I have already looked at code and found that there is one major incompatibly with the current API - insert statement is a part of the request body and is added before each request. This is a problem because the whole body has to be compressed or not. So I think the options are to send the statement as query parameter of HTTP or to allow user defined insert statements.
Code example
Here are two examples of how I would like to use the client. The second example is my actual use case - create compressed batches in memory and then sending them. Creating these compressed batches should be more memory efficient which can be used in memory heavy applications.

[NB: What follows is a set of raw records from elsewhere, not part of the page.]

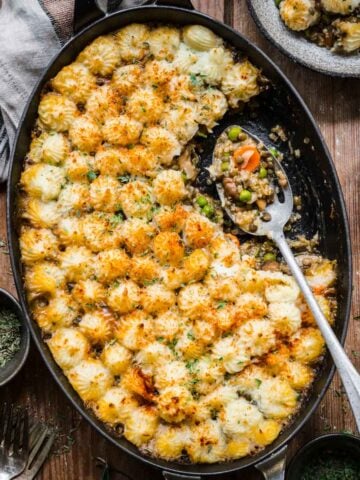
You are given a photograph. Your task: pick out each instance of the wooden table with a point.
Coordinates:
(335, 104)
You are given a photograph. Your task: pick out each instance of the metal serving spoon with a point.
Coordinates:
(280, 211)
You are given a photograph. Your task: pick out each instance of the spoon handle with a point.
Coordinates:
(348, 374)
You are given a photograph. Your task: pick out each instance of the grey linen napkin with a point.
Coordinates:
(29, 37)
(31, 32)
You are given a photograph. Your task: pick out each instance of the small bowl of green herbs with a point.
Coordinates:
(330, 457)
(14, 337)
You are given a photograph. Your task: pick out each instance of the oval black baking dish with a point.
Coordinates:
(313, 176)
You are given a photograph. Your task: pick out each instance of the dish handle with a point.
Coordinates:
(88, 11)
(273, 468)
(178, 476)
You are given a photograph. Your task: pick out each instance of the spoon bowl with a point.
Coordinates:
(280, 210)
(281, 207)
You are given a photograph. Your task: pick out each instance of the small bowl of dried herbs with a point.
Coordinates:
(335, 456)
(14, 337)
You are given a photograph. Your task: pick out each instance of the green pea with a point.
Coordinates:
(245, 196)
(262, 172)
(269, 257)
(201, 201)
(233, 133)
(208, 210)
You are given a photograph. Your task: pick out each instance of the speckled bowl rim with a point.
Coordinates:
(266, 16)
(18, 361)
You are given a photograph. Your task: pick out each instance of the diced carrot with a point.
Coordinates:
(250, 156)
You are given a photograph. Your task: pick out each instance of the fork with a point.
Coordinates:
(14, 441)
(41, 440)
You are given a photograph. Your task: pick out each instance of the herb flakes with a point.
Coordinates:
(10, 337)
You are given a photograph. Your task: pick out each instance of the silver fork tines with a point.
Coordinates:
(14, 441)
(41, 441)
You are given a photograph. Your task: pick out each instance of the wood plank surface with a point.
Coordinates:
(335, 104)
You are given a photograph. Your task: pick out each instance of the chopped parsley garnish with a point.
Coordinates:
(124, 178)
(190, 336)
(274, 152)
(221, 304)
(116, 219)
(191, 365)
(91, 175)
(151, 282)
(172, 344)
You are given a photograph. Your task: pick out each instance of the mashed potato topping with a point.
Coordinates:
(158, 318)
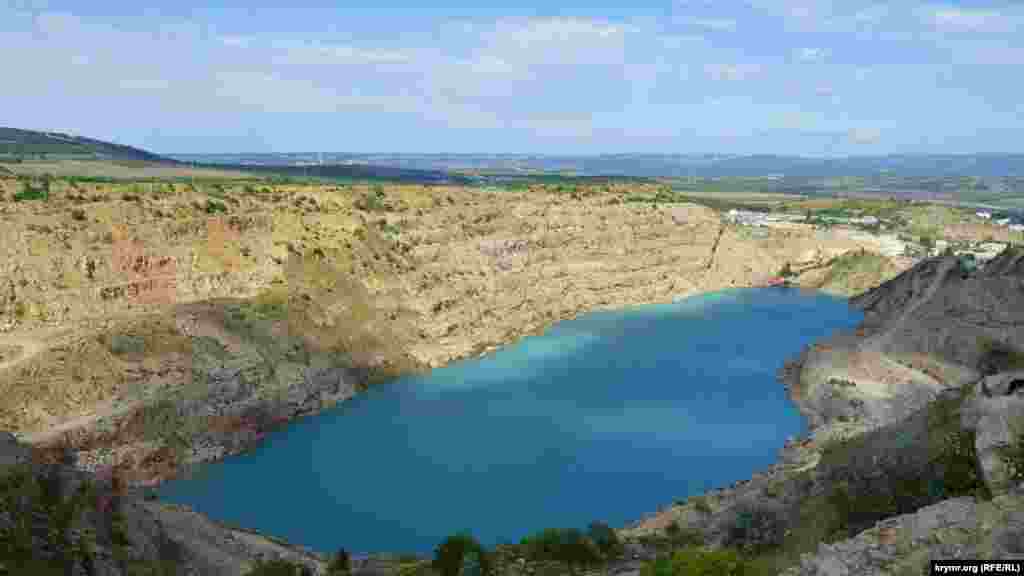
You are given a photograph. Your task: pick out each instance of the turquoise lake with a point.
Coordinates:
(606, 417)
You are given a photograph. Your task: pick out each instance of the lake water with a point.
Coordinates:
(605, 417)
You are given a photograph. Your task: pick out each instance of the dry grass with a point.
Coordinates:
(120, 170)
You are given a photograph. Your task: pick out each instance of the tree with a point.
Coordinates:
(280, 567)
(340, 564)
(605, 538)
(697, 562)
(461, 554)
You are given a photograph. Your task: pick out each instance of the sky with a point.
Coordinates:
(803, 77)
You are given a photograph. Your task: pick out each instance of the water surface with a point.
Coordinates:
(608, 416)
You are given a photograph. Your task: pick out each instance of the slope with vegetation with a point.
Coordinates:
(151, 325)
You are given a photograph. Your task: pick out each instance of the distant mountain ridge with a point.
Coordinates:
(18, 142)
(657, 165)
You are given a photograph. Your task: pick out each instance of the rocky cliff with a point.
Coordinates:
(916, 443)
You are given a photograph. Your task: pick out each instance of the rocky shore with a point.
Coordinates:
(446, 274)
(913, 417)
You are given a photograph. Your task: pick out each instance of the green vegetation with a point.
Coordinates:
(42, 511)
(995, 357)
(853, 273)
(701, 504)
(373, 201)
(30, 191)
(280, 568)
(1012, 456)
(214, 207)
(461, 554)
(340, 565)
(679, 537)
(573, 547)
(698, 562)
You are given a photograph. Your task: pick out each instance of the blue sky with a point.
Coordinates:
(808, 77)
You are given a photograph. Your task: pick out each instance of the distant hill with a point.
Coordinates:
(15, 142)
(657, 165)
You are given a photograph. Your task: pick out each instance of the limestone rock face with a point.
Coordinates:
(996, 415)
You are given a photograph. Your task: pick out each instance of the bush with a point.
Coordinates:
(212, 207)
(31, 192)
(757, 530)
(701, 504)
(340, 565)
(461, 554)
(373, 201)
(569, 546)
(605, 539)
(698, 562)
(280, 568)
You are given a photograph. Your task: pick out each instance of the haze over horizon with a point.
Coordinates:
(792, 77)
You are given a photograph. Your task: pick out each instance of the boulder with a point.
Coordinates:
(1006, 383)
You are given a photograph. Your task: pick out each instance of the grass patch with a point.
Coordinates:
(854, 273)
(699, 562)
(1012, 456)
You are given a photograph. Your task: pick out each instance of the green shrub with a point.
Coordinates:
(605, 539)
(701, 504)
(340, 565)
(373, 201)
(1012, 456)
(31, 192)
(461, 554)
(698, 562)
(280, 568)
(995, 357)
(213, 207)
(569, 546)
(757, 530)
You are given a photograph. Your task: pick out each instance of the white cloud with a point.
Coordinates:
(732, 72)
(824, 90)
(961, 19)
(863, 135)
(811, 54)
(717, 25)
(871, 14)
(238, 41)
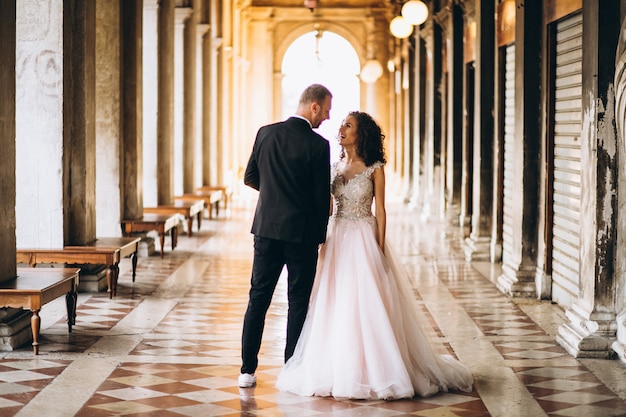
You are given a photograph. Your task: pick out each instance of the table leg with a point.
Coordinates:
(174, 236)
(35, 323)
(133, 259)
(114, 279)
(70, 302)
(162, 240)
(110, 278)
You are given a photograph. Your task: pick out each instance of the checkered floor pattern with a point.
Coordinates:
(169, 343)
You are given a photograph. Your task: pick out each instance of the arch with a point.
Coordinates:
(329, 59)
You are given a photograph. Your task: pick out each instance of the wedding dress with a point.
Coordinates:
(362, 338)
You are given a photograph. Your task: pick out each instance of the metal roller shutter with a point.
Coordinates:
(509, 152)
(567, 148)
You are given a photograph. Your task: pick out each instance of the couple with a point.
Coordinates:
(353, 329)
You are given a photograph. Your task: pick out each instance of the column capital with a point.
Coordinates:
(202, 29)
(182, 14)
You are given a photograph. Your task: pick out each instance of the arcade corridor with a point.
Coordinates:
(168, 344)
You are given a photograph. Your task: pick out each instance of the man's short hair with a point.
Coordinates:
(315, 93)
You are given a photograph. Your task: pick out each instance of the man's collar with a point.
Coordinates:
(303, 118)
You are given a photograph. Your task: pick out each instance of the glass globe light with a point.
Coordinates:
(415, 12)
(400, 28)
(371, 71)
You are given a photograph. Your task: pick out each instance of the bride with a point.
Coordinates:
(362, 338)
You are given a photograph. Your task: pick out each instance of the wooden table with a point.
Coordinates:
(161, 223)
(226, 192)
(128, 246)
(109, 256)
(211, 200)
(188, 209)
(33, 288)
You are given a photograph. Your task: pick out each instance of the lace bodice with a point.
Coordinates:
(353, 198)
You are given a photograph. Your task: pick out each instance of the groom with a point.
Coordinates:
(290, 167)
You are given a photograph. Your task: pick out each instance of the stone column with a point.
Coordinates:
(132, 119)
(619, 345)
(592, 326)
(478, 244)
(518, 273)
(108, 118)
(7, 140)
(165, 106)
(419, 124)
(182, 76)
(150, 100)
(39, 124)
(189, 112)
(203, 87)
(454, 38)
(79, 133)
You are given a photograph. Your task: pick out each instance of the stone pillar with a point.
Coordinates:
(165, 106)
(7, 140)
(79, 133)
(132, 108)
(619, 345)
(592, 326)
(150, 100)
(108, 118)
(203, 87)
(182, 73)
(518, 273)
(454, 51)
(478, 244)
(39, 124)
(189, 105)
(417, 82)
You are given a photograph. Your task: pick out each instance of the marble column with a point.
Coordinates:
(519, 270)
(477, 245)
(592, 325)
(454, 161)
(203, 87)
(39, 124)
(165, 103)
(7, 140)
(132, 108)
(108, 118)
(619, 345)
(182, 76)
(150, 100)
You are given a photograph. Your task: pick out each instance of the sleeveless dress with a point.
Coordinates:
(362, 338)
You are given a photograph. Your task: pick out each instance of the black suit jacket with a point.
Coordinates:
(290, 167)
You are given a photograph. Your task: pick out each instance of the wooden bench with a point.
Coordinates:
(93, 255)
(211, 200)
(226, 192)
(128, 246)
(188, 209)
(33, 288)
(161, 223)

DISCLAIMER: The following examples do not work with current implementation! they assume that insert query will be sent as an HTTP query parameter.
Compressed stream
void compressedStream() {
final String table = "test_table";
final ClickHouseFormat format = ClickHouseFormat.CSV;
try (Client client = new Client.Builder()

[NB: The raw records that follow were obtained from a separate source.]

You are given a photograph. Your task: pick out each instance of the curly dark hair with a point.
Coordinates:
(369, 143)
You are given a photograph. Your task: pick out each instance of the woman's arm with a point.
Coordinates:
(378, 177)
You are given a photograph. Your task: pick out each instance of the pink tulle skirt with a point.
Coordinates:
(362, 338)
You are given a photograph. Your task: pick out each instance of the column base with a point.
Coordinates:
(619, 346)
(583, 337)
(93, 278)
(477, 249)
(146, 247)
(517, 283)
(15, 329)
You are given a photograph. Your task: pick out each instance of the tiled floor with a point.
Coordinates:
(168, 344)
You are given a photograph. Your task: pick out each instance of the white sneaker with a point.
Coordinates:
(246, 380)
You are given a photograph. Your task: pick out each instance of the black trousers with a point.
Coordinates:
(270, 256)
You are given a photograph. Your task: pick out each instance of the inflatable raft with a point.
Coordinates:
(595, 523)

.compressClientRequest(false)
.compressServerResponse(false)
.addEndpoint(Protocol.HTTP, "localhost", clickhouse.getMappedPort(8123), false)
.setUsername(clickhouse.getUsername())
.setPassword(clickhouse.getPassword())
.useAsyncRequests(true)
.build()) {
final var pipedOutputStream = ClickHouseDataStreamFactory.getInstance().createPipedOutputStream(new ClickHouseConfig());
final OutputStream compressedOutputStream = new ClickHouseLZ4OutputStream(pipedOutputStream, LZ4Factory.fastestInstance().fastCompressor(), 8192);
final var futureResponse = client.insert(table, pipedOutputStream.getInputStream(), format, new InsertSettings().serverSetting("decompress", "1"));
// write data to insert to compressedOutputStream
final int numberOfRows = 2;
compressedOutputStream.write("1,foo\n".getBytes());
compressedOutputStream.write("2,bar\n".getBytes());
compressedOutputStream.close();
pipedOutputStream.close();
// insert setting tells ClickHouse that data are compressed
// but the insert doesn't work, because the `insert` method prepend the insert statement (and it isn't compressed)

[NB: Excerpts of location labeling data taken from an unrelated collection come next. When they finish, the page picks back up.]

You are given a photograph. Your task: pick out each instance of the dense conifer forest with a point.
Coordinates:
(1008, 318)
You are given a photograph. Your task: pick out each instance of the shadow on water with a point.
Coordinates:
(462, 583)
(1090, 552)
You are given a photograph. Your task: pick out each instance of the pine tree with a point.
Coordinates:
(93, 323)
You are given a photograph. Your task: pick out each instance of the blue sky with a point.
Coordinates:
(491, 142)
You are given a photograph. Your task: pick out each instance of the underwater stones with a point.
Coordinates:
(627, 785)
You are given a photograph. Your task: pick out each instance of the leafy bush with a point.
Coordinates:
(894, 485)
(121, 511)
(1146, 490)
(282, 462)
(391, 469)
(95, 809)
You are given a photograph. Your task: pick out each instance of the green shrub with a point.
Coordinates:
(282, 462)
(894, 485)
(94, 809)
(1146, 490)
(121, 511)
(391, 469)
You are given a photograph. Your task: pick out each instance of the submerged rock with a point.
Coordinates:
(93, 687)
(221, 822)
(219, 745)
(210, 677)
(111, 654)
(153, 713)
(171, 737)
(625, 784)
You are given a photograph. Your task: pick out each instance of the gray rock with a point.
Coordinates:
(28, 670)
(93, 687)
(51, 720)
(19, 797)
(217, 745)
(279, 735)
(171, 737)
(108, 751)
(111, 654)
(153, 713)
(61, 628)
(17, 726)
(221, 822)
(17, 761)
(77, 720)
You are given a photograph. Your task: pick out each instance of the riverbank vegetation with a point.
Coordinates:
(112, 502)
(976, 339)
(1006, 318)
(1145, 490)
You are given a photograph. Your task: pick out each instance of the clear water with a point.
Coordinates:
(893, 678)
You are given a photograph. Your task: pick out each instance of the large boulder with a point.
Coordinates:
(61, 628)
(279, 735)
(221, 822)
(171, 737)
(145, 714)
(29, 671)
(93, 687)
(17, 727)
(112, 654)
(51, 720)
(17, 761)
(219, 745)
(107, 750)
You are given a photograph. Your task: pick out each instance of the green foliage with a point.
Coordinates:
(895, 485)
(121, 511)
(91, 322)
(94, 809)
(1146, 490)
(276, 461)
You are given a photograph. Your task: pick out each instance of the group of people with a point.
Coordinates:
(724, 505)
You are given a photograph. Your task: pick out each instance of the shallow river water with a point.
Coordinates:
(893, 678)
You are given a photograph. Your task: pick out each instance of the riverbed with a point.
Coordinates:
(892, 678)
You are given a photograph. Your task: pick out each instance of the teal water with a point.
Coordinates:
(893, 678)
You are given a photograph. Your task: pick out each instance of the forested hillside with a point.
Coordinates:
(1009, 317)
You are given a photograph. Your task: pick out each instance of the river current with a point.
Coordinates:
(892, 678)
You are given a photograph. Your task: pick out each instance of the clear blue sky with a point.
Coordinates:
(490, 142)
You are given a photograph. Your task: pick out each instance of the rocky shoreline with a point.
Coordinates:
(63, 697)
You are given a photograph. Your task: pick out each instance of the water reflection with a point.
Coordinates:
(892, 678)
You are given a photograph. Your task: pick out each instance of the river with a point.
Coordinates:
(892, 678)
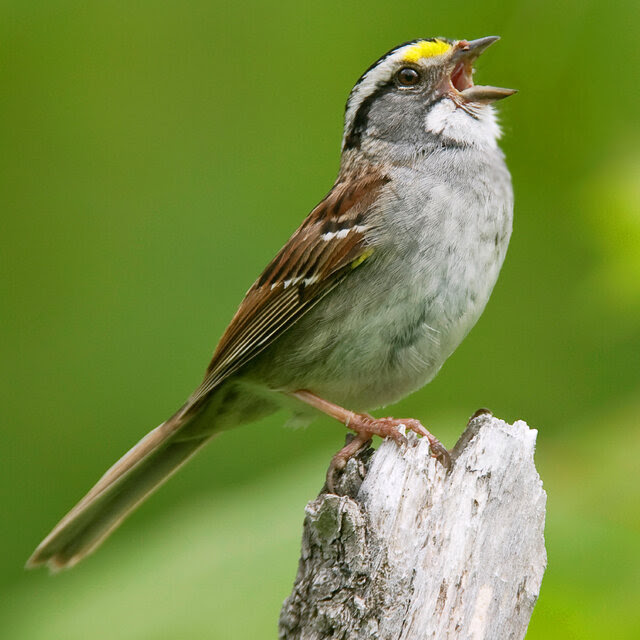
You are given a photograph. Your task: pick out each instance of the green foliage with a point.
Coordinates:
(156, 155)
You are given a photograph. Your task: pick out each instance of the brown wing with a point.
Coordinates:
(326, 247)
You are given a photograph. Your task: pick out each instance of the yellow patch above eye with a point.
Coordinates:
(426, 49)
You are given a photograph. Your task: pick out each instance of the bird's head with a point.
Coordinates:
(423, 88)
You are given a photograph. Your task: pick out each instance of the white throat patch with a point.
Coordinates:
(446, 119)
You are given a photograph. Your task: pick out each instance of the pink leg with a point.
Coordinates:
(365, 426)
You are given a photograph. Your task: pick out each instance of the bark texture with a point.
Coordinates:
(409, 550)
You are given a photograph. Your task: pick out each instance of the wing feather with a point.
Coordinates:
(315, 259)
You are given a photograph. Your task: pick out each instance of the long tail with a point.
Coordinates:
(120, 490)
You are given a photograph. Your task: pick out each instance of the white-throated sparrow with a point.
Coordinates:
(369, 296)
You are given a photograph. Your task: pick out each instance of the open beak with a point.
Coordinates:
(461, 79)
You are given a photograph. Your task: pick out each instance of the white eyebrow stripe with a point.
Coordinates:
(375, 77)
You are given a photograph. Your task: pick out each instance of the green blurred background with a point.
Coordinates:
(154, 157)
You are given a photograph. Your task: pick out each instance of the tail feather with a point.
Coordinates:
(120, 490)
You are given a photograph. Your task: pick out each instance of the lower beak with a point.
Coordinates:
(464, 56)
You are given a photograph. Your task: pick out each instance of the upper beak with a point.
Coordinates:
(466, 53)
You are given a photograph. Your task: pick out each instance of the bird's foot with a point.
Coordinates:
(366, 426)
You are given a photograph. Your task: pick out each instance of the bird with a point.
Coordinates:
(367, 298)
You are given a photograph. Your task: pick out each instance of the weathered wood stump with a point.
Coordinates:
(406, 550)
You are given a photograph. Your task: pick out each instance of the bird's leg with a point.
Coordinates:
(366, 426)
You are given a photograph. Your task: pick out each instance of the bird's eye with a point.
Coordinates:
(407, 77)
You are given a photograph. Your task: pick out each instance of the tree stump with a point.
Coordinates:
(406, 550)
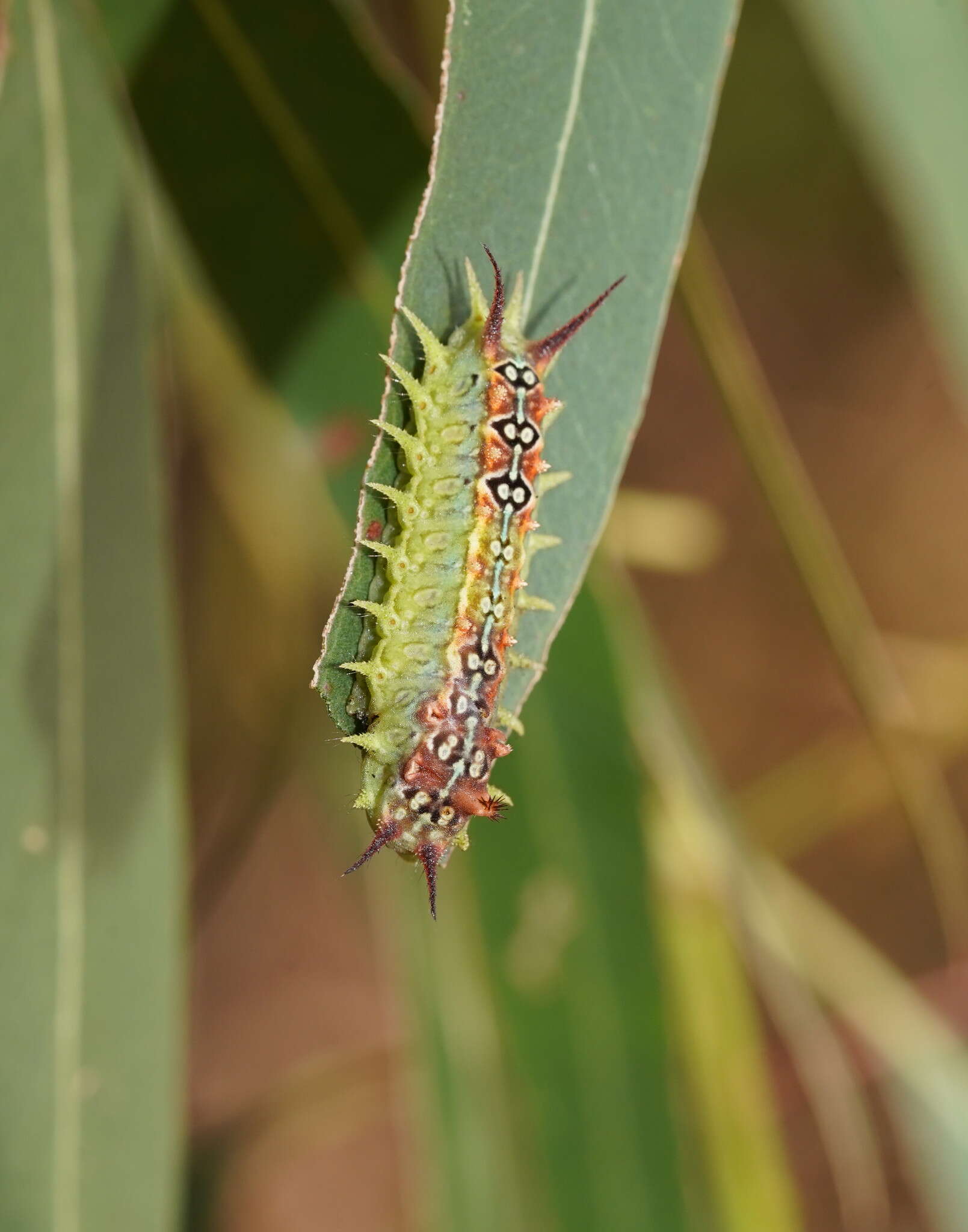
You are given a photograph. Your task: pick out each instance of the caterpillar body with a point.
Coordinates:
(454, 577)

try (var response = futureResponse.join()) {
final var writtenRows = response.getWrittenRows();
System.out.println("Written rows to ClickHouse: " + writtenRows);
if (writtenRows != numberOfRows) {
System.err.println("Written only " + writtenRows + " from " + numberOfRows + " expected.");
}
}
}
}
Compressed batch
private static class ByteBufferBackedOutputStream extends OutputStream {
private final ByteBuffer buffer;
public ByteBufferBackedOutputStream(ByteBuffer buffer) {
this.buffer = buffer;
}
@Override
public void write(int b) {
buffer.put((byte) b);
}
@Override
public void write(byte[] bytes, int off, int len) {
buffer.put(bytes, off, len);
}
}
void compressedBatch() {
final String table = "test_table";
final ClickHouseFormat format = ClickHouseFormat.CSV;
final ByteBuffer batch = ByteBuffer.allocate(1024);
try (Client client = new Client.Builder()
.compressClientRequest(false)
.compressServerResponse(false)
.addEndpoint(Protocol.HTTP, "localhost", clickhouse.getMappedPort(8123), false)
.setUsername(clickhouse.getUsername())
.setPassword(clickhouse.getPassword())
.useAsyncRequests(true)
.build()) {
final var sinkStream = new ByteBufferBackedOutputStream(batch);
final OutputStream compressedOutputStream = new ClickHouseLZ4OutputStream(sinkStream, LZ4Factory.fastestInstance().fastCompressor(), 8192);
// write data into batch
final int numberOfRows = 2;
compressedOutputStream.write("1,foo\n".getBytes());
compressedOutputStream.write("2,bar\n".getBytes());
compressedOutputStream.flush();
// now, the batch contains 2 rows in compressed form
final var pipedOutputStream = ClickHouseDataStreamFactory.getInstance().createPipedOutputStream(new ClickHouseConfig());
// open request
final var insertResponseFuture = client.insert(table, pipedOutputStream.getInputStream(), format, new InsertSettings().serverSetting("decompress", "1"));
// stream buffer
pipedOutputStream.writeBytes(batch.array(), 0, batch.position());
pipedOutputStream.close();
// await response
try (var response = insertResponseFuture.join()) {
final var writtenRows = response.getWrittenRows();
System.out.println("Written rows to ClickHouse: " + writtenRows);
if (writtenRows != numberOfRows) {
System.err.println("Written only " + writtenRows + " from " + numberOfRows + " expected.");
}
}
}